New South Wales, Australia (BBN)-From bartenders to office clerks, experts warn robots are coming for our jobs. But it seems we’re not completely replaceable yet.
Researchers pitted trained facial forensic examiners and so-called ‘super recognisers’ against machines in facial recognition tests, and humans came out on top, reports The Daily Mail.
Using a selection of faces in various poses and positions, examiners were able to achieve a 90 per cent accuracy score where the computers had failed completely.
The machines and humans weren’t tested at the same time.
Instead, research leader Dr David White from the University of New South Wales used the results of a 2013 study in which an algorithm was trained to recognise faces.
During this earlier study there was a specific selection of images that the machines got 100 per cent wrong and couldn’t recognise at all.
Dr White used these particular images to challenge three groups of participants including a control group, a group of students and a group of trained forensic and facial examiners.
The examiner group was selected from the list of attendees from the Facial Identification Scientific Working Group in May 2014 who said they regularly performed facial examination as a part of their jobs.
The control group consisted of government workers from the same meeting, but who did not perform facial examination in their roles.
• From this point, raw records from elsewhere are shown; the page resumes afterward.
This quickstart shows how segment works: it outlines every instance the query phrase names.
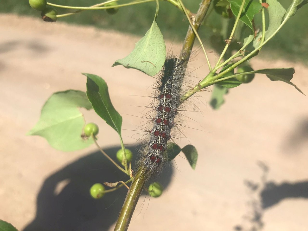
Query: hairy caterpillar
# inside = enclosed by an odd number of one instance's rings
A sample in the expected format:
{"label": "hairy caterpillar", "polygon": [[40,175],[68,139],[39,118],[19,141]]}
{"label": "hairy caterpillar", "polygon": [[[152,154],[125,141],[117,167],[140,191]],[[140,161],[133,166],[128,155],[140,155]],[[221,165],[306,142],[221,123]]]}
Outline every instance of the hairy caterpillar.
{"label": "hairy caterpillar", "polygon": [[149,176],[159,172],[167,160],[164,152],[171,138],[174,118],[180,104],[181,89],[187,62],[187,59],[167,56],[159,75],[160,79],[157,83],[159,87],[155,97],[158,100],[154,110],[156,115],[153,118],[148,142],[143,150],[144,154],[139,163],[140,166],[147,169]]}

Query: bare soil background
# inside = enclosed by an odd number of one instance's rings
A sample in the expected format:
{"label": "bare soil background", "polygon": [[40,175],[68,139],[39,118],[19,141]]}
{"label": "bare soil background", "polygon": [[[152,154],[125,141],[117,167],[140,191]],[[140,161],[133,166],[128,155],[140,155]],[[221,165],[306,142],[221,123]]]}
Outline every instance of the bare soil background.
{"label": "bare soil background", "polygon": [[[42,137],[25,134],[53,93],[85,91],[86,79],[81,73],[87,72],[106,81],[112,103],[123,117],[124,142],[135,143],[140,136],[130,130],[138,130],[138,116],[148,111],[134,105],[149,105],[148,98],[142,96],[151,95],[155,79],[136,70],[111,66],[128,54],[139,38],[0,15],[0,218],[21,230],[27,226],[25,230],[113,230],[125,191],[106,195],[99,201],[87,197],[88,185],[97,180],[90,176],[99,175],[103,181],[110,177],[105,175],[113,175],[111,170],[102,176],[106,169],[93,164],[100,158],[95,146],[64,152],[53,149]],[[178,53],[180,44],[170,44],[167,49]],[[216,57],[211,55],[214,63]],[[197,83],[208,70],[202,54],[193,59],[190,75],[195,77],[189,78]],[[292,82],[308,93],[308,69],[302,65],[257,59],[251,64],[255,69],[294,67]],[[207,104],[210,94],[201,92],[202,97],[188,104],[192,111],[185,114],[189,118],[185,126],[199,130],[184,127],[183,134],[179,133],[180,146],[191,143],[198,151],[196,170],[177,157],[163,179],[164,193],[158,198],[142,196],[129,229],[250,230],[263,224],[266,231],[306,230],[307,97],[290,85],[259,75],[251,83],[231,89],[217,111]],[[114,153],[119,143],[116,133],[93,111],[83,112],[87,122],[99,124],[103,148]],[[83,158],[92,162],[79,159]],[[78,172],[81,169],[83,172]],[[51,186],[57,177],[59,180]],[[78,194],[79,190],[82,193]],[[70,206],[66,206],[68,201]],[[72,205],[76,206],[72,209]]]}

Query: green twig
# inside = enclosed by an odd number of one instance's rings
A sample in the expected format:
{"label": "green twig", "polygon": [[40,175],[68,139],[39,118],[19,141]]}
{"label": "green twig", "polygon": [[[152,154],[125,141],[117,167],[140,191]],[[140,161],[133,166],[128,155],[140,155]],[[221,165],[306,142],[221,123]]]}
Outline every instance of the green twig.
{"label": "green twig", "polygon": [[[262,0],[259,0],[260,4],[263,3]],[[264,7],[262,6],[262,36],[261,38],[260,44],[262,44],[265,40],[265,14],[264,13]],[[260,48],[261,49],[261,48]]]}
{"label": "green twig", "polygon": [[190,16],[188,14],[188,13],[186,11],[186,8],[184,6],[184,4],[183,4],[183,3],[182,2],[182,1],[181,0],[178,0],[178,1],[180,3],[180,4],[181,5],[181,6],[182,7],[182,8],[183,8],[184,10],[184,12],[185,12],[185,14],[186,15],[186,17],[187,18],[187,20],[188,20],[188,22],[189,22],[189,24],[190,25],[190,28],[192,29],[192,30],[195,33],[195,36],[197,37],[198,41],[199,41],[199,42],[200,43],[200,45],[201,45],[201,47],[202,48],[202,50],[203,50],[203,53],[204,53],[204,55],[205,56],[205,58],[206,59],[206,62],[208,63],[208,66],[209,66],[209,69],[210,71],[211,71],[212,70],[212,67],[211,67],[211,64],[210,63],[209,60],[209,58],[208,57],[207,55],[206,54],[206,51],[205,51],[205,50],[204,49],[204,47],[203,46],[203,44],[202,43],[202,41],[201,41],[201,39],[200,38],[200,37],[199,36],[199,35],[198,34],[197,30],[196,30],[196,28],[195,28],[195,26],[193,25],[194,23],[192,22],[191,20],[190,19]]}
{"label": "green twig", "polygon": [[[112,162],[112,163],[113,164],[114,164],[117,168],[121,170],[121,171],[124,172],[125,174],[127,174],[128,173],[127,171],[126,171],[126,170],[124,170],[122,168],[121,168],[120,167],[120,166],[119,165],[119,164],[117,164],[116,163],[116,162],[114,160],[113,160],[111,159],[111,157],[110,157],[110,156],[108,156],[107,154],[107,153],[106,153],[106,152],[105,152],[102,149],[102,148],[100,147],[100,146],[97,143],[97,142],[96,141],[96,139],[95,138],[95,136],[94,135],[92,134],[91,136],[92,137],[92,138],[93,139],[93,140],[94,141],[94,143],[95,143],[95,144],[96,144],[96,146],[97,146],[97,147],[98,148],[98,149],[99,149],[99,151],[100,151],[100,152],[103,154],[108,159],[108,160],[109,160],[111,161],[111,162]],[[128,175],[128,176],[129,175],[129,174]]]}
{"label": "green twig", "polygon": [[[234,34],[234,32],[235,31],[235,29],[236,29],[237,26],[237,23],[240,20],[240,18],[241,18],[241,15],[242,14],[242,11],[244,8],[244,5],[245,5],[245,0],[243,0],[243,1],[242,2],[242,5],[241,5],[241,7],[240,8],[240,11],[239,11],[238,14],[237,14],[237,16],[236,17],[236,19],[235,20],[235,22],[234,23],[234,25],[233,26],[233,28],[232,29],[231,34],[230,34],[230,37],[229,37],[229,41],[231,41],[233,38],[233,35]],[[230,43],[226,43],[226,45],[225,46],[225,48],[224,48],[224,50],[222,51],[222,52],[221,53],[221,54],[220,55],[220,56],[218,59],[218,61],[217,61],[217,63],[215,66],[215,67],[214,68],[214,69],[216,69],[216,67],[219,65],[219,63],[220,63],[221,59],[224,58],[225,54],[226,51],[227,51],[227,50],[228,49],[228,47],[229,47],[229,44]]]}

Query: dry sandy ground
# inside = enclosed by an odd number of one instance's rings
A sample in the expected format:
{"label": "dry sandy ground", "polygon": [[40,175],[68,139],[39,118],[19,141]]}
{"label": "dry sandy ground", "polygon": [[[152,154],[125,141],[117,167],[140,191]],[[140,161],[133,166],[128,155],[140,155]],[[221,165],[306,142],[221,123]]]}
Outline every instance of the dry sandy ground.
{"label": "dry sandy ground", "polygon": [[[140,136],[132,137],[137,132],[128,130],[137,129],[140,124],[137,116],[147,109],[132,105],[148,105],[148,98],[136,96],[150,95],[149,87],[154,80],[135,70],[111,67],[129,53],[138,39],[92,27],[0,15],[0,218],[22,230],[34,218],[37,206],[41,210],[37,218],[50,226],[28,230],[113,230],[119,208],[112,212],[115,217],[102,227],[96,224],[103,217],[97,217],[104,216],[100,211],[110,210],[99,202],[94,215],[79,214],[82,219],[74,213],[67,217],[71,226],[60,226],[56,223],[66,224],[67,218],[63,215],[52,221],[55,213],[49,215],[49,205],[43,206],[50,202],[48,197],[37,202],[40,190],[45,193],[42,189],[48,184],[46,179],[95,152],[95,147],[65,153],[53,149],[42,137],[25,134],[38,121],[42,106],[53,92],[85,90],[86,79],[80,73],[86,72],[106,80],[114,105],[123,116],[123,128],[128,129],[123,132],[124,142],[135,142]],[[176,52],[180,47],[172,47]],[[210,58],[213,63],[215,57]],[[194,59],[191,69],[201,67],[192,74],[201,79],[207,71],[204,60],[201,55]],[[308,94],[307,67],[282,60],[254,59],[252,64],[255,69],[295,67],[293,81]],[[179,141],[180,146],[190,143],[198,150],[196,170],[177,157],[165,193],[159,198],[142,198],[129,229],[250,230],[262,222],[267,231],[307,230],[308,98],[292,86],[260,75],[251,84],[231,89],[218,111],[207,104],[210,95],[201,93],[203,97],[196,98],[195,104],[188,107],[196,111],[186,114],[191,118],[187,126],[200,130],[184,128],[187,139]],[[99,142],[103,148],[119,144],[116,132],[93,111],[85,116],[87,121],[99,124]],[[260,168],[259,161],[267,166],[268,171]],[[93,171],[91,167],[85,169]],[[63,180],[49,192],[62,195],[65,180]],[[245,180],[258,182],[258,188],[252,192]],[[104,201],[115,200],[110,196],[104,197]],[[123,197],[118,199],[121,203]],[[109,205],[108,209],[112,209],[112,204]],[[61,206],[55,210],[61,214]],[[104,212],[106,216],[109,213]],[[80,227],[74,227],[80,219]],[[45,220],[49,221],[42,221]]]}

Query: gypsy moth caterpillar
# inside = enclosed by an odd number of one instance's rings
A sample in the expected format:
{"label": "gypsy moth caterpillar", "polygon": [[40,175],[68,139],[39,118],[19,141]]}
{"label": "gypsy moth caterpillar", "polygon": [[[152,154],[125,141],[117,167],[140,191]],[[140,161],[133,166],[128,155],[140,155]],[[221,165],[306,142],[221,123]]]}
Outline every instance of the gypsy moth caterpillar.
{"label": "gypsy moth caterpillar", "polygon": [[160,172],[167,160],[164,152],[171,137],[174,119],[181,104],[181,87],[188,60],[180,60],[170,55],[166,58],[159,74],[157,91],[155,98],[158,100],[154,107],[156,116],[150,131],[149,138],[144,155],[139,160],[139,167],[145,168],[149,176]]}

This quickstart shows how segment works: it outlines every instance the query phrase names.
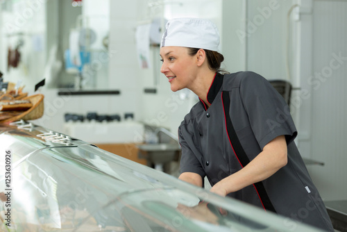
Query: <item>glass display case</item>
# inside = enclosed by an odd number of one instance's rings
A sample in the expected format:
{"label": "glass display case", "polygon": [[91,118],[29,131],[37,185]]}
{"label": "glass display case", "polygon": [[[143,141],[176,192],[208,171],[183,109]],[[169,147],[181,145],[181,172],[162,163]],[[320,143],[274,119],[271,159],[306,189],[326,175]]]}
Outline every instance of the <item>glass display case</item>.
{"label": "glass display case", "polygon": [[0,147],[1,231],[319,231],[26,122]]}

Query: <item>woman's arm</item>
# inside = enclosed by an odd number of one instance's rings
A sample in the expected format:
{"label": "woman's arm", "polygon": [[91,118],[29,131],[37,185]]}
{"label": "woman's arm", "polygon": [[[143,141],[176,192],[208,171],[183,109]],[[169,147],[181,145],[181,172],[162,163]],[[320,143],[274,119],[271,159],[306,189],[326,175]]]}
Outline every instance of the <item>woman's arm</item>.
{"label": "woman's arm", "polygon": [[217,183],[210,191],[226,196],[270,177],[287,162],[287,142],[285,135],[280,135],[265,145],[246,167]]}

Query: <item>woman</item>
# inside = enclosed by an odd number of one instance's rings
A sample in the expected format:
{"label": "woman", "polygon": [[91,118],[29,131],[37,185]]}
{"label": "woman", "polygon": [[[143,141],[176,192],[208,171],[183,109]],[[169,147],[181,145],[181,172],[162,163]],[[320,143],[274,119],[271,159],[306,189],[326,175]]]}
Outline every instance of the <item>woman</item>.
{"label": "woman", "polygon": [[200,99],[178,129],[179,179],[202,187],[207,176],[212,192],[334,231],[293,141],[288,106],[255,73],[221,74],[219,45],[208,20],[167,24],[161,72],[172,91],[187,88]]}

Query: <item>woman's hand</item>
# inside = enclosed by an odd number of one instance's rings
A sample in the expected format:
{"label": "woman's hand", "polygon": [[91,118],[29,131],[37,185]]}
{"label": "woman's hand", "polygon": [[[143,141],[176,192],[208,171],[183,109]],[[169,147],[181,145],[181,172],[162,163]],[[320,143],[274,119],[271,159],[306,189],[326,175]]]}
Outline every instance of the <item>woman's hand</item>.
{"label": "woman's hand", "polygon": [[287,142],[285,135],[280,135],[265,145],[262,151],[246,166],[219,181],[210,191],[226,196],[270,177],[286,165],[287,162]]}
{"label": "woman's hand", "polygon": [[220,186],[218,183],[216,183],[213,187],[210,190],[210,192],[215,193],[222,197],[226,197],[228,192],[226,192],[226,189]]}

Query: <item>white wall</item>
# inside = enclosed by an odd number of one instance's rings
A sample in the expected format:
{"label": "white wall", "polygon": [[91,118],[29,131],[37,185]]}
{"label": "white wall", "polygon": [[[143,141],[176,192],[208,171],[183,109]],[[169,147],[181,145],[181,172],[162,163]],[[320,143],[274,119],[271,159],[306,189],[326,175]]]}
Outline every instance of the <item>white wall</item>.
{"label": "white wall", "polygon": [[310,171],[327,199],[346,199],[347,2],[313,1],[312,10],[312,72],[302,79],[311,88],[311,156],[325,165]]}
{"label": "white wall", "polygon": [[[33,93],[35,84],[43,79],[46,61],[46,2],[20,0],[13,1],[9,10],[2,9],[0,36],[0,70],[6,81],[22,81],[25,90]],[[21,34],[21,35],[19,35]],[[19,40],[21,62],[17,68],[7,69],[7,51],[15,49]]]}

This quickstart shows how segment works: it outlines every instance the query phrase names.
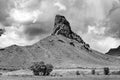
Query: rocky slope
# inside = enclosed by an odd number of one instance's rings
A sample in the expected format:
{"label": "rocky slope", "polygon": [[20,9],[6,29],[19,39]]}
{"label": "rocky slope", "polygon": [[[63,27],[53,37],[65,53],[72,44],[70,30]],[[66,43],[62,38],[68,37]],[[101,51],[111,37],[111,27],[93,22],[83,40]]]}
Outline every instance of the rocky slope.
{"label": "rocky slope", "polygon": [[120,57],[120,46],[118,48],[110,49],[106,54]]}
{"label": "rocky slope", "polygon": [[38,61],[64,68],[120,66],[119,59],[90,49],[61,15],[56,15],[53,33],[34,45],[0,49],[1,68],[27,68]]}

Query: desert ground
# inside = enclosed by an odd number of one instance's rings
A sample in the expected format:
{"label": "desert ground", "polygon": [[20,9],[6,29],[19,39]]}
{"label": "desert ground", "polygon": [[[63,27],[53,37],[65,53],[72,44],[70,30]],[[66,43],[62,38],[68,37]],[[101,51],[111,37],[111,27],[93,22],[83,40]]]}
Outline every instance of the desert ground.
{"label": "desert ground", "polygon": [[36,76],[2,76],[0,80],[120,80],[120,76],[69,76],[69,77],[36,77]]}
{"label": "desert ground", "polygon": [[[76,71],[79,71],[80,75],[76,75]],[[119,75],[104,75],[100,69],[95,75],[91,75],[89,69],[56,69],[52,72],[57,74],[55,76],[34,76],[30,70],[1,71],[1,73],[0,80],[120,80]]]}

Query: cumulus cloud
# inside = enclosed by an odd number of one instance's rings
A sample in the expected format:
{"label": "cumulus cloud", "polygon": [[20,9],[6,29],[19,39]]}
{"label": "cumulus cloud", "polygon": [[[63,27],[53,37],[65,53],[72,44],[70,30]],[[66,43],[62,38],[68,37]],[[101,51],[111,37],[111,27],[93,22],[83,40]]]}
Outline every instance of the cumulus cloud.
{"label": "cumulus cloud", "polygon": [[119,6],[119,0],[0,0],[0,28],[6,29],[0,47],[35,43],[62,14],[92,48],[105,52],[120,44]]}

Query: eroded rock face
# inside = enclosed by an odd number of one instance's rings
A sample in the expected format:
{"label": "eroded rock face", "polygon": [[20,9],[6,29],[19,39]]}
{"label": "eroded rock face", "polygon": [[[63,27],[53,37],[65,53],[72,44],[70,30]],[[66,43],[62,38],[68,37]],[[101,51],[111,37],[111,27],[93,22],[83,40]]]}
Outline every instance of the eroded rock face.
{"label": "eroded rock face", "polygon": [[82,38],[71,30],[70,23],[66,18],[61,15],[56,15],[55,17],[55,25],[52,35],[63,35],[67,38],[74,39],[79,43],[85,44]]}
{"label": "eroded rock face", "polygon": [[120,56],[120,46],[118,48],[110,49],[106,54],[119,57]]}
{"label": "eroded rock face", "polygon": [[5,32],[4,29],[0,29],[0,36]]}

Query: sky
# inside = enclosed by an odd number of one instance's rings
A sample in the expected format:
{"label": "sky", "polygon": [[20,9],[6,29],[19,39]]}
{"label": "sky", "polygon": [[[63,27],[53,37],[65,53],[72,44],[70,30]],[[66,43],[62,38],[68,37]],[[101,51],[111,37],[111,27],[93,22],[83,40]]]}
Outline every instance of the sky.
{"label": "sky", "polygon": [[50,35],[56,14],[92,49],[106,53],[120,45],[120,0],[0,0],[0,48]]}

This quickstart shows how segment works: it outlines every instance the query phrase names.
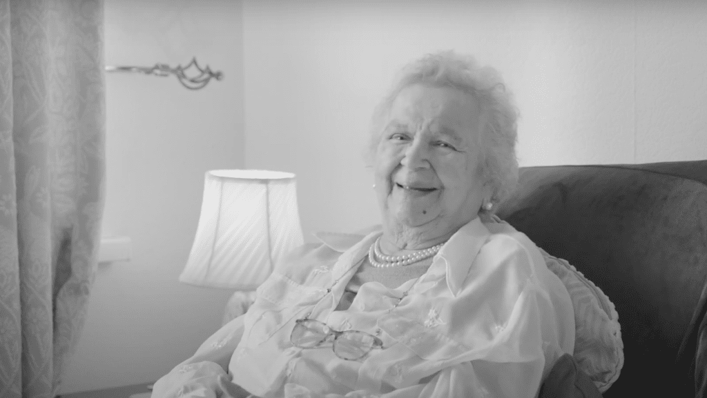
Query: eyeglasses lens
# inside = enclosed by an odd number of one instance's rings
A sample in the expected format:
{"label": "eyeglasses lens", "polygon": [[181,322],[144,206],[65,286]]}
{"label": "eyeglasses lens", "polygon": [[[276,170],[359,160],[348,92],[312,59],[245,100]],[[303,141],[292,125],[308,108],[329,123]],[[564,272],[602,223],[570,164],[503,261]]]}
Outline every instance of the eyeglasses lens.
{"label": "eyeglasses lens", "polygon": [[290,341],[298,347],[311,349],[320,344],[327,336],[330,329],[326,324],[313,320],[298,320]]}

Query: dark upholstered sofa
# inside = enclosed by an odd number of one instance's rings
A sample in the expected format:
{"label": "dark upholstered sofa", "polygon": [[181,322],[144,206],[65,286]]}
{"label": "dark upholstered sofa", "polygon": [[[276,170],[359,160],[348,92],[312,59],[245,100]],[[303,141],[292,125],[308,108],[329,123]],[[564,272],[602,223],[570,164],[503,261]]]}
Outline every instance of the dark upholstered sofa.
{"label": "dark upholstered sofa", "polygon": [[522,168],[498,215],[615,304],[604,397],[707,397],[707,160]]}

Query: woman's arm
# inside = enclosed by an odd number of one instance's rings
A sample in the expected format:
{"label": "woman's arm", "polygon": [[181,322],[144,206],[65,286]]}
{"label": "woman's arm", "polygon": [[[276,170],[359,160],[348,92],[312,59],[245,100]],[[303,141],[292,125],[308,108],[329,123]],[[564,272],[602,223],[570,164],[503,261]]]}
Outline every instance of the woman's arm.
{"label": "woman's arm", "polygon": [[243,315],[207,339],[193,356],[155,383],[153,398],[218,397],[245,398],[250,394],[230,382],[228,362],[243,334]]}

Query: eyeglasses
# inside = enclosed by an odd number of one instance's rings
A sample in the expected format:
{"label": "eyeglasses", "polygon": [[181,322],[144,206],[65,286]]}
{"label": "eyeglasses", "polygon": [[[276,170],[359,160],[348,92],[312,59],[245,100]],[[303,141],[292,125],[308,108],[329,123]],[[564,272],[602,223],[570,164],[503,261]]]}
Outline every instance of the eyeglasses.
{"label": "eyeglasses", "polygon": [[383,346],[380,339],[373,334],[358,330],[339,332],[315,320],[296,320],[295,327],[290,334],[290,341],[300,349],[317,348],[332,339],[334,353],[347,361],[356,361],[363,358],[370,350]]}

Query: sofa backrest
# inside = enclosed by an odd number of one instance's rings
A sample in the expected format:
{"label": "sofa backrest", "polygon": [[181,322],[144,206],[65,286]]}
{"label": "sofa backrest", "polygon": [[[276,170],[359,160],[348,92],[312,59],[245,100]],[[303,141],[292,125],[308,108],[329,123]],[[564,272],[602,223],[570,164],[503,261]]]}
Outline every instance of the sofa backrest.
{"label": "sofa backrest", "polygon": [[[625,363],[604,397],[650,385],[695,396],[697,341],[707,339],[707,331],[699,335],[707,308],[707,160],[522,168],[498,215],[616,305]],[[698,368],[697,382],[704,373]]]}

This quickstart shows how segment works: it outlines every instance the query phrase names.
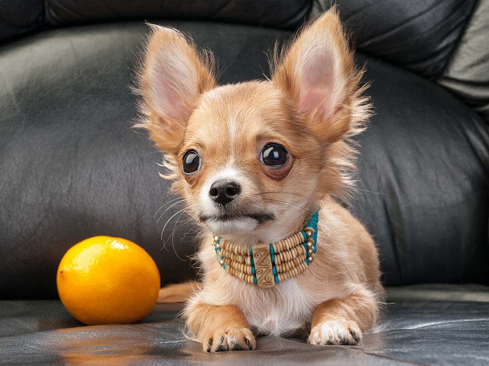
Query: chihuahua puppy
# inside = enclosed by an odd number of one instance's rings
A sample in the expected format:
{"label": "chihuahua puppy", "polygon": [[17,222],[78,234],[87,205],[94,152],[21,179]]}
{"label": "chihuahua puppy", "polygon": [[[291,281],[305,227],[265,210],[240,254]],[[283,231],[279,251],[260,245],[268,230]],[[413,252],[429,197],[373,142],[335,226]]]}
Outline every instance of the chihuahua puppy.
{"label": "chihuahua puppy", "polygon": [[[137,126],[163,153],[162,176],[202,227],[202,283],[184,311],[191,336],[208,352],[253,349],[256,335],[300,329],[312,344],[358,344],[383,290],[372,237],[336,200],[353,187],[350,138],[370,115],[336,10],[275,52],[270,80],[222,86],[210,52],[152,27]],[[318,208],[317,254],[302,273],[263,288],[216,261],[215,235],[250,247],[273,243]]]}

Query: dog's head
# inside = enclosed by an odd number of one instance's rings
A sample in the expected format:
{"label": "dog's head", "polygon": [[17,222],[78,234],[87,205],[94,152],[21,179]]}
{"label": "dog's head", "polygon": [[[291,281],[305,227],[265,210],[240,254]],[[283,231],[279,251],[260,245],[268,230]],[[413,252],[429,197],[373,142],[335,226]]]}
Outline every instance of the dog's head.
{"label": "dog's head", "polygon": [[270,80],[218,86],[210,53],[175,29],[153,27],[138,125],[164,153],[165,176],[189,213],[217,235],[272,240],[266,233],[296,230],[324,195],[341,196],[350,185],[347,142],[369,106],[335,10],[273,63]]}

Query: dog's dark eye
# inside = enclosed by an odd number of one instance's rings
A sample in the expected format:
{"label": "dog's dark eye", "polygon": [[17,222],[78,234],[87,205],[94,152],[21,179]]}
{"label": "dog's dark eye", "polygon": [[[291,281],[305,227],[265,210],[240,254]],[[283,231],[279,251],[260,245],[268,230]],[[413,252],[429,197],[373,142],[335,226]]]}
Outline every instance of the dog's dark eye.
{"label": "dog's dark eye", "polygon": [[183,155],[182,170],[186,174],[195,173],[200,168],[200,157],[193,150],[187,151]]}
{"label": "dog's dark eye", "polygon": [[269,143],[262,150],[262,161],[265,165],[275,167],[281,166],[289,160],[289,154],[283,146]]}

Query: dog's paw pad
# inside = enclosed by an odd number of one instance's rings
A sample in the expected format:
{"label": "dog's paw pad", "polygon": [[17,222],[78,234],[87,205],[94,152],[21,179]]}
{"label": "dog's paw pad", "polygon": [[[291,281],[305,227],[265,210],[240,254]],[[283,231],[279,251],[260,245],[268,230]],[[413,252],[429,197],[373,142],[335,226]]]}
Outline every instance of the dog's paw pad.
{"label": "dog's paw pad", "polygon": [[308,342],[312,345],[356,346],[361,340],[361,331],[355,322],[327,320],[311,329]]}
{"label": "dog's paw pad", "polygon": [[203,344],[207,352],[245,351],[254,349],[256,341],[251,331],[247,328],[225,328],[214,332]]}

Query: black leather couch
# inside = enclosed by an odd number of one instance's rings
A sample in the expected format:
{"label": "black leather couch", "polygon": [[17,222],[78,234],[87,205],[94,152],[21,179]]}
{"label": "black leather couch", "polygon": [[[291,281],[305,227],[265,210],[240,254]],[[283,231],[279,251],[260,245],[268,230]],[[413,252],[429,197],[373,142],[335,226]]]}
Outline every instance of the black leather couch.
{"label": "black leather couch", "polygon": [[230,82],[267,74],[263,51],[329,0],[0,0],[0,365],[489,364],[489,0],[337,2],[376,108],[351,209],[380,252],[378,329],[359,346],[207,354],[179,305],[82,326],[57,300],[60,260],[95,235],[138,243],[163,284],[195,275],[195,228],[161,234],[179,208],[155,216],[172,197],[131,129],[143,20],[211,48]]}

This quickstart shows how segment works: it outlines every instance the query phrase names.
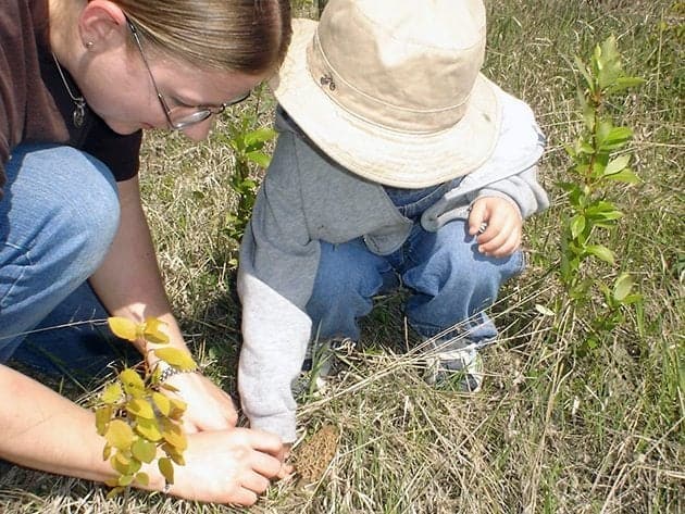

The three groups were given three tests in which they had to decide if pairs of images were of the same person.
For some of the tests participants were given two seconds, or 30 seconds, to decide.
In all of the tests, the examiners were able to correctly identify faces, even if they were inverted more, accurately than the control and student groups – and all groups were more accurate than the algorithm used in previous tests.
In terms of value, the researchers said one examiner’s skill was roughly equal to two people in the control group or four students.
An increased use of CCTV, images captured on mobile phones and automatic face recognition technology means the comparison of facial images to identify suspects has become an important source of evidence, explained the researchers.
‘These identifications affect the course and outcome of criminal investigations and convictions.
‘But despite calls for research on any human error in forensic proceedings, the performance of the experts carrying out the face matching had not previously been examined,’ said Dr White.
The examiners’ superiority was greatest when they had a longer time to study the images, and they were also more accurate than others at matching faces when the faces were shown upside down.
‘This is consistent with them tuning into the finer details in an image, rather than relying on the whole face,’ continued Dr White.
The study provides the first evidence that these professional examiners are experts at their work.
‘They were consistently more accurate on all tasks than the controls and the students,’ said Dr White.
‘However, it is important to note that although the tests were challenging, the images were relatively good quality.
‘This is often not the case when images are extracted from surveillance footage.
The study, which included colleagues at the National Institute of Standards and Technology and the University of Texas at Dallas in the US, is published in the Proceedings of the Royal Society B journal.
It is also worth noting that since the 2013 study, there have been advancements in the accuracy of facial recognition tools.
In Germany earlier this year, computer scientists unveiled a technology that can recognise a person’s face and identify them in poor lighting and even total darkness.
It uses a ‘deep neural network system’ that works in a similar way to the human brain to analyse infrared images and match them with ordinary photos.
This is a new approach to facial recognition, which is used for biometrics, access to devices and social media tagging, for example.
Saquib Sarfraz and Rainer Stiefelhagen from the Karlsruhe Institute of Technology, Germany created a system that uses mid or far-infrared images then matches details with those in ordinary photos.
The experts found their system outperformed the leader in the field by 10 per cent and could match and recognise a face in just 35 milliseconds.
However, there is still a long way to go before police could use the system to catch criminals, for example, because the system has an accuracy rate of 80 per cent when it has multiple visible images of a person to draw on.
When only on visible image was available, the accuracy dropped to 55 per cent.